Die Ausschreibung und Zeichnung von Warentransport- und Seekaskorisiken sollen künftig auf einer elektronischen Plattform gebündelt werden.

Länger als 450 Jahre florierten die Geschäfte an der Hamburger Versicherungsbörse. Dort kamen alle wichtigen Player zusammen, wenn es um[ds_preview] die Deckung millionenschwerer Risiken im Transport- und Schifffahrtsbereich ging. Doch mit dem Vormarsch der elektronischen Kommunikation setzte der Niedergang ein. 2018 schließlich wurde der Präsenzhandel komplett eingestellt.

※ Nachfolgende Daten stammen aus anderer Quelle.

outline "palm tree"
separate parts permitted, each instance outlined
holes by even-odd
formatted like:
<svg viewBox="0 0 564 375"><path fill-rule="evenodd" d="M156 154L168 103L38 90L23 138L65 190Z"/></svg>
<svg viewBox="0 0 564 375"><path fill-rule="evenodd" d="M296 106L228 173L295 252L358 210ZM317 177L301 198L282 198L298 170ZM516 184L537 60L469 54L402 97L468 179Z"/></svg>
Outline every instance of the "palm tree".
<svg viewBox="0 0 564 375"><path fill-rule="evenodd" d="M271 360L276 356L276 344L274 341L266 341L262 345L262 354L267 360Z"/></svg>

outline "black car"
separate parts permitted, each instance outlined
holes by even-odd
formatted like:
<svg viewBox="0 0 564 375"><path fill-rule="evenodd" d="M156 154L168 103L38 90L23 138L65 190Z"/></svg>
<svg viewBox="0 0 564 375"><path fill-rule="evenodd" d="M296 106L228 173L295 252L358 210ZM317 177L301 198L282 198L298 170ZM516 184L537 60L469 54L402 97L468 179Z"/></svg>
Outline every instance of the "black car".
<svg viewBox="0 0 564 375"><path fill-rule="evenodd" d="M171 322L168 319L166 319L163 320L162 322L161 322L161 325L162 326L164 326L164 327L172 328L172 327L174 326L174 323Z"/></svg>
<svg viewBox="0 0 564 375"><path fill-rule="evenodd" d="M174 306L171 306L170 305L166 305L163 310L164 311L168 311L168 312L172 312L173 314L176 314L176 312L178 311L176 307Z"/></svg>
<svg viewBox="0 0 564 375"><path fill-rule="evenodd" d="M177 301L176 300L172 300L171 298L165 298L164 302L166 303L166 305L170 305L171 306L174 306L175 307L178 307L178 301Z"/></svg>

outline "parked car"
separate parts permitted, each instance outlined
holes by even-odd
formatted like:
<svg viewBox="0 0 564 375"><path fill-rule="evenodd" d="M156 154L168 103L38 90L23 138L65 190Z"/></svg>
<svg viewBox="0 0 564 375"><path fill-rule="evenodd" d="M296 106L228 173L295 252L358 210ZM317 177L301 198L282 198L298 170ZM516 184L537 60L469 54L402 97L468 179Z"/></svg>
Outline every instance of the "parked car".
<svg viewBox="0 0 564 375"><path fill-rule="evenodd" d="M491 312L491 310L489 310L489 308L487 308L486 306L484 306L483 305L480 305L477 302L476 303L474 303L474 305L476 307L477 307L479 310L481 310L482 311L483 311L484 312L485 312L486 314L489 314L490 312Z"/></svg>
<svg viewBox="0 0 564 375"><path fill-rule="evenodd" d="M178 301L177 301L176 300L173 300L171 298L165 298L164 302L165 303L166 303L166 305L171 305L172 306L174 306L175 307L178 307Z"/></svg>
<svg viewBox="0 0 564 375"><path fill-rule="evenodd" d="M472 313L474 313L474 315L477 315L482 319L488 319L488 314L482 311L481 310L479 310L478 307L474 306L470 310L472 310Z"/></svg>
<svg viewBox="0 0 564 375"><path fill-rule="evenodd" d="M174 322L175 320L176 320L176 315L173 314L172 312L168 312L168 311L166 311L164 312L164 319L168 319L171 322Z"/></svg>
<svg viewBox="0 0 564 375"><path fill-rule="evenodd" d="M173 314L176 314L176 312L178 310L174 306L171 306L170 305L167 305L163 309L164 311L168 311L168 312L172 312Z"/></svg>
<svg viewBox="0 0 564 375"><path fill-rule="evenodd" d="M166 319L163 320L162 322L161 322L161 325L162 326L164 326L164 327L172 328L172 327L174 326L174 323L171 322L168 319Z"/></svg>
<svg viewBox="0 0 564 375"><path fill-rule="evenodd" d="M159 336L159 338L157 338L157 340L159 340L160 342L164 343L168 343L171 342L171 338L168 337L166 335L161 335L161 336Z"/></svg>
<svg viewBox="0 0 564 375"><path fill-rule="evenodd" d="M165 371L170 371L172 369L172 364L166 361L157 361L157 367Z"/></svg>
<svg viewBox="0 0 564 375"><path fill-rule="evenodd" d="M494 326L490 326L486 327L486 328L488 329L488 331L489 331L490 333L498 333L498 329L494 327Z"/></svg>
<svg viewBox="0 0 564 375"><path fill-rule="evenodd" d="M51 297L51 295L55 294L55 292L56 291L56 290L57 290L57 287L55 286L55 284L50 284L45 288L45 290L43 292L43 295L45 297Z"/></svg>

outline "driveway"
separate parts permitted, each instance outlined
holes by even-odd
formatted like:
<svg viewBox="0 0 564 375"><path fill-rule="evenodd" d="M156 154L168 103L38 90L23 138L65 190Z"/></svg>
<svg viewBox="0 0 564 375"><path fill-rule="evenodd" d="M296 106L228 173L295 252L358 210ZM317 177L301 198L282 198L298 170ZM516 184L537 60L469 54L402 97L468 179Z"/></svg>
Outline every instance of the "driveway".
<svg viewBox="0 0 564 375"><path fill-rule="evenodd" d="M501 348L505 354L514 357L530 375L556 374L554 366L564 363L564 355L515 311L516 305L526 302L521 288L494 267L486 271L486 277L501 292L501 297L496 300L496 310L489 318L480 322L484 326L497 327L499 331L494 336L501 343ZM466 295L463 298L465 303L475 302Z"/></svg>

Dennoch hat die Versicherungsbörse am Seeplatz Hamburg eine Zukunft – nicht auf dem Parkett, sondern dafür als elektronischer Marktplatz. Davon sind mehr als 50 Versicherer, Assekuradeure und Makler überzeugt, die dem neuen Hamburger Versicherungsbörse e.V. angehören. Der eingetragene Verein hat im Mai das Erbe der altehrwürdigen Institution angetreten und will jetzt ihr Comeback vorantreiben. Die Idee eines zentralen Handelsplatzes für Transportversicherungen habe nichts von ihrer Aktualität eingebüßt, unterstreicht Svenja Richartz, erste Vorsitzende des Vereins und Geschäftsführungsmitglied des Assekuradeurs Mund & Fester. »Die alte Börse hatte sich Regeln und Qualitätskriterien gesetzt, wie miteinander Geschäfte gemacht werden. Dasselbe kann man auch auf einer digitalen Plattform darstellen.«

Statt zahlreiche Versicherer einzeln abzuklappern und mit Dokumenten zu versorgen, sollen Makler die Waren- und Schiffsrisiken ihrer Kunden zentral über die Plattform ausschreiben und damit alle relevanten Marktteilnehmer erreichen können. Die Vereinbarungen mit Versicherungsgesellschaften und Assekuradeuren könnten durch Zeichnung einer »digitalen Deckungsnote« ebenfalls elektronisch abgeschlossen werden – ohne langes Taktieren und ohne Rückzieher, wie es in der Praxis allzu häufig vorkomme.

»Unsere Mitglieder erhoffen sich durch einen solchen Rahmen größere Verbindlichkeit im Geschäft«, erklärt Richartz. Zudem ließen sich Anfragen, Risikoinformationen und Angebote im Spezialgeschäft der Transportdeckungen stärker vereinheitlichen. »Das ist heute nicht standardisiert. Da wird noch sehr viel hin- und her kommuniziert«, sagt Christen Carstens, Warentransportexperte und Chief Underwriter bei Allianz Global Corporate & Specialty (AGCS) und zweiter Vorsitzendender der Versicherungsbörse. Auch andere Bestandteile der Versicherungsakte wie Besichtigungsberichte, Lagerlisten und die Übersicht von Warenrisiken ließen sich digital austauschen. Darüber hinaus könnte man eine Funktion zur automatischen Beauftragung von Dienstleistern wie Sachverständigen einbauen.

Noch steht das Konzept erst in ganz groben Zügen. Um die Details auszuarbeiten, hat sich der Verein mit der Hamburg School of Business Administration (HSBA) zusammengetan. Im Bereich Versicherungsmanagement der HSBA unter Leitung von Florian Elert sollen Studierende bis Mitte des Jahres konkrete Vorschläge erarbeiten. »Hier erhoffen wir uns eine fundierte Rückmeldung, ob wir mit unseren Ideen auf dem richtigen Weg sind und was für ein Preis- und Nutzungsmodell sich anbietet«, unterstreicht Jürgen Hahn, Dispacheur und ebenfalls Vorstandsmitglied.

Die Erkenntnisse sollen dann als Pflichtenheft für die erforderliche Software-Lösung dienen. Wobei für Hahn feststeht, dass »wir das Rad nicht neu erfinden müssen«. Auch Richartz ist überzeugt, dass sich der Entwicklungsaufwand in Grenzen halten lässt. »Es gibt schon viele etablierte IT-Bausteine im Markt, die man zusammenführen kann.« Dazu zähle die Branchen-Cloud-Lösung Single-Sign-on, welche Maklern nach einmaliger Anmeldung Zugang zu den Online-Services aller angeschlossenen Versicherer bietet.